Nonna’s eyes had become large and wild. I picked up the letter and shoved it back into the envelope.

“There’s no need to get upset, Nonna,” I said. “It happened a long time ago.”

“Yes, a long time ago,” she said, leaning back into the sofa, exhausted. “A very long time ago. But tell me, child, do we ever escape the evils of the past?”

A chill fell over me, and although I had no clear idea of the evils to which Nonna referred, I felt the same premonition I had felt earlier that day, a premonition of the past bleeding into the future, dark and deadly, a warning to leave it be and go on as if I had never heard the name Montebianco.

“Do not go to them,” she said, meeting my eyes. “Your family has had such trouble. Such tragedy and pain. Let the past die. Look ahead, to the future here with Luca.”

I stared at her, wondering what on earth she was talking about. Could she possibly know about the troubles Luca and I had had over the years? We hadn’t told anyone about our struggles to have a child. The pregnancies, the miscarriages, my infertility treatments, the specialists—we had tried to spare them disappointment.

“Everything is fine, Nonna,” I said. “Don’t worry.
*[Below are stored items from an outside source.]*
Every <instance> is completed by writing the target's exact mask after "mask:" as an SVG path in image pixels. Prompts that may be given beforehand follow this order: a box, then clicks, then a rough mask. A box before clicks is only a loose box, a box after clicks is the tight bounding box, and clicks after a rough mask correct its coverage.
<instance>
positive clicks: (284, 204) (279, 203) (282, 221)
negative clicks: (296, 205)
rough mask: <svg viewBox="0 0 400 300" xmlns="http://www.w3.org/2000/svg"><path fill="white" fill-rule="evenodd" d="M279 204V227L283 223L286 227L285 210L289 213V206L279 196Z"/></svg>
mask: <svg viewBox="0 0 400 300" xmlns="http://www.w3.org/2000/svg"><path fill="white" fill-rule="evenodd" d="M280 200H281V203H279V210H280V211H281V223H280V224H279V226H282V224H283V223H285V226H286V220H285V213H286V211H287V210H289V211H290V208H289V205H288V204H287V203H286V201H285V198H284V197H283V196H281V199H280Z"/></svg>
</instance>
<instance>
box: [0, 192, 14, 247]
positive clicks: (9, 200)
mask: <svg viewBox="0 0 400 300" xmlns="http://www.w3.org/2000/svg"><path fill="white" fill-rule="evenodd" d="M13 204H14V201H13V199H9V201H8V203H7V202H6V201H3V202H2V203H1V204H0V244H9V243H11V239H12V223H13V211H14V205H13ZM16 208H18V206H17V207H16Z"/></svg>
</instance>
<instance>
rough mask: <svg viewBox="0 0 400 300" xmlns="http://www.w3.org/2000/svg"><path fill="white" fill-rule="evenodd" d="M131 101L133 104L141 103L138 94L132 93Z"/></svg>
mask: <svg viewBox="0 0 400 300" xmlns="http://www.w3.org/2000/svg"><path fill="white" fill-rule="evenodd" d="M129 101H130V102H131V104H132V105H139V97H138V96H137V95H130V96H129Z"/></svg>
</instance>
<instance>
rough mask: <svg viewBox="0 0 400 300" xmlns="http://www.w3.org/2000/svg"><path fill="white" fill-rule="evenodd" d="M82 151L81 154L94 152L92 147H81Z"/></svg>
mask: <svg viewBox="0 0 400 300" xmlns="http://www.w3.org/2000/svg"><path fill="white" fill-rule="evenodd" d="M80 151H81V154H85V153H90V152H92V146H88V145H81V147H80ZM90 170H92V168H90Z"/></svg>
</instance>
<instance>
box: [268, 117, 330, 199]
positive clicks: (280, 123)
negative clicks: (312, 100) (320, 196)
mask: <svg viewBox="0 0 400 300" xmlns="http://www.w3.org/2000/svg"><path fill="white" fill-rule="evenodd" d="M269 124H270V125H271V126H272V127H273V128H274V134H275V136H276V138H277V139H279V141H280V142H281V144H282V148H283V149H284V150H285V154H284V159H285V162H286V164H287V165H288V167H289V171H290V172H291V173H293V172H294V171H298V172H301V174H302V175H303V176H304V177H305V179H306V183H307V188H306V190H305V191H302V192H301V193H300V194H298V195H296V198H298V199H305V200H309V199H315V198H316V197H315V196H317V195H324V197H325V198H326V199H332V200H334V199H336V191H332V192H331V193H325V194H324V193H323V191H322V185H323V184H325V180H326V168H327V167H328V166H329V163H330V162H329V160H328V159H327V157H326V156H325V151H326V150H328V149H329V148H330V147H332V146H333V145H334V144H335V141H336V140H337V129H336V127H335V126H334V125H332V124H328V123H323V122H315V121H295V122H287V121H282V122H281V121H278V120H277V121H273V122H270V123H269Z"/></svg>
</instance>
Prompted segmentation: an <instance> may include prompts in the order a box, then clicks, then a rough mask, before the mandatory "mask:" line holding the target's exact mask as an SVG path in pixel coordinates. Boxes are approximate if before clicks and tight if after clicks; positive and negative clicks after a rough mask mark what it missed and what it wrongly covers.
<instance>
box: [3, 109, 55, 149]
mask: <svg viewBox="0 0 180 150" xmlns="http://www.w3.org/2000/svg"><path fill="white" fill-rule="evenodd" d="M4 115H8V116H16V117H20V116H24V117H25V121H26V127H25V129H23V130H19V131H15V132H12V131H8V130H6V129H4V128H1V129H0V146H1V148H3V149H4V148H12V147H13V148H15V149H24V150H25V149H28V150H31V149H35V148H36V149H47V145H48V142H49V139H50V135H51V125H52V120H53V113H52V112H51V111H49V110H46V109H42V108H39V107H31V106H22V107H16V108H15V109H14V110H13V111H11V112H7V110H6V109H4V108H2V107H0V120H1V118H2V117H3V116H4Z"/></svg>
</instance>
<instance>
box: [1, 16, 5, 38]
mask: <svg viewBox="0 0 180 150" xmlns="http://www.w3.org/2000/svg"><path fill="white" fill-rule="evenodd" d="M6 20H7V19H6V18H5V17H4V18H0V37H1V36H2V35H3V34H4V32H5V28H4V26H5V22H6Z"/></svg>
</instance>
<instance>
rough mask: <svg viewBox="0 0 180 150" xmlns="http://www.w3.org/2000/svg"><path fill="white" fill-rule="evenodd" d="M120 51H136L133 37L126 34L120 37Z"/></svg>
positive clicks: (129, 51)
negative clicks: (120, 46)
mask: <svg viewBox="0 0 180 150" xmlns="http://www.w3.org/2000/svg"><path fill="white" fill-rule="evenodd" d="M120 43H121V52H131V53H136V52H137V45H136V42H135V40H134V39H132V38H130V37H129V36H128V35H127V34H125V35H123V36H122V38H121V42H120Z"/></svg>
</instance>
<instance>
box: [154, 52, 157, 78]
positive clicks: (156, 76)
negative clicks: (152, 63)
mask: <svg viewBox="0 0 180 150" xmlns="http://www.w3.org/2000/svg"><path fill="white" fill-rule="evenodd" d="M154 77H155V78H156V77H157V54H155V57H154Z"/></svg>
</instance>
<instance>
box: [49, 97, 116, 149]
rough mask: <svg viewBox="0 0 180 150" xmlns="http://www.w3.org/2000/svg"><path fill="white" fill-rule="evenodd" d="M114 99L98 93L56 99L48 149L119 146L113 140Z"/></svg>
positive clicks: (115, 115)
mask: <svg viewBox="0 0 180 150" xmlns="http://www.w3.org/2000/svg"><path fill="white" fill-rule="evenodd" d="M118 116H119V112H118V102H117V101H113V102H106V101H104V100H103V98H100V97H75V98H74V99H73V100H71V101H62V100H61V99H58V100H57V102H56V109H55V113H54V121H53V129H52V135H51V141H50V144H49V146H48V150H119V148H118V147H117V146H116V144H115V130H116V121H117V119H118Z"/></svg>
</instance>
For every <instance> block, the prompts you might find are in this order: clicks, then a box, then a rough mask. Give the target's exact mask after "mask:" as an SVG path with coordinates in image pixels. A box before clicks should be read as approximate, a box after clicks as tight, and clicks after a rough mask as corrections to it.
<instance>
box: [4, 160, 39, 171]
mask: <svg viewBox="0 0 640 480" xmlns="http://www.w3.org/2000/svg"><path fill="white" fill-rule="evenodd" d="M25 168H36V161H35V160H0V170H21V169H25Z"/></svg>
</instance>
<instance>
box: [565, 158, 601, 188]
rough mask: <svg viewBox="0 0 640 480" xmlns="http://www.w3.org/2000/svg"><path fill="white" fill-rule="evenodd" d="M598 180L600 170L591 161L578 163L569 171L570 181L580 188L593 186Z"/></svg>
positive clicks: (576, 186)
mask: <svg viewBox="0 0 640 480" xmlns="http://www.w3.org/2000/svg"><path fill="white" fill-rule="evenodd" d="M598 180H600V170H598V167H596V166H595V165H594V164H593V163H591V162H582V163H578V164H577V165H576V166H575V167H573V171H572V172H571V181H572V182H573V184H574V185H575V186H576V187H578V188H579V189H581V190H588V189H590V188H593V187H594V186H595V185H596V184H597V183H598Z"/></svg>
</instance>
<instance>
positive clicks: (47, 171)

It will all be okay.”

“This is our fault,” she said, her voice anguished, her eyes enormous behind her glasses. “We didn’t tell our children what happened in Nevenero. We didn’t tell our grandchildren. We wanted to forget. We wanted you to be innocent. We thought we had escaped.”

Nonna trembled as she spoke. She didn’t look well. I felt for my phone. I would call Luca and ask him to come over and help.

“This is nothing to get worked up about, Nonna,” I said. “Please. Don’t worry. It’s just a letter.”

“Just a letter?” she said, her eyes growing large. “Don’t you understand? They want you back. The Montebianco family has come for you. They need you back. I am sure this is not the first time they’ve tried. Giovanni must have known they would come. He couldn’t bear the thought of it. That is why he killed himself.”

“My grandfather killed himself?” I asked, astonished. I leaned back into the recliner for support. “He committed suicide? Are you sure?”

“Don’t be fooled,” she said, narrowing her eyes. “Whatever that family gives you is nothing compared to what you will lose.”

It couldn’t be true that my grandfather had killed himself. I would have known. My parents would have told me. But suddenly, it struck me how little I knew about my grandparents. My parents had no photos of them, no family heirlooms, nothing at all of our Italian heritage. My parents had never spoken of the past. Could they have been hiding something?

Nonna tried to stand, but fell back into the sofa, wheezing and gasping. I was afraid she would collapse right there and die, on the floor of her living room.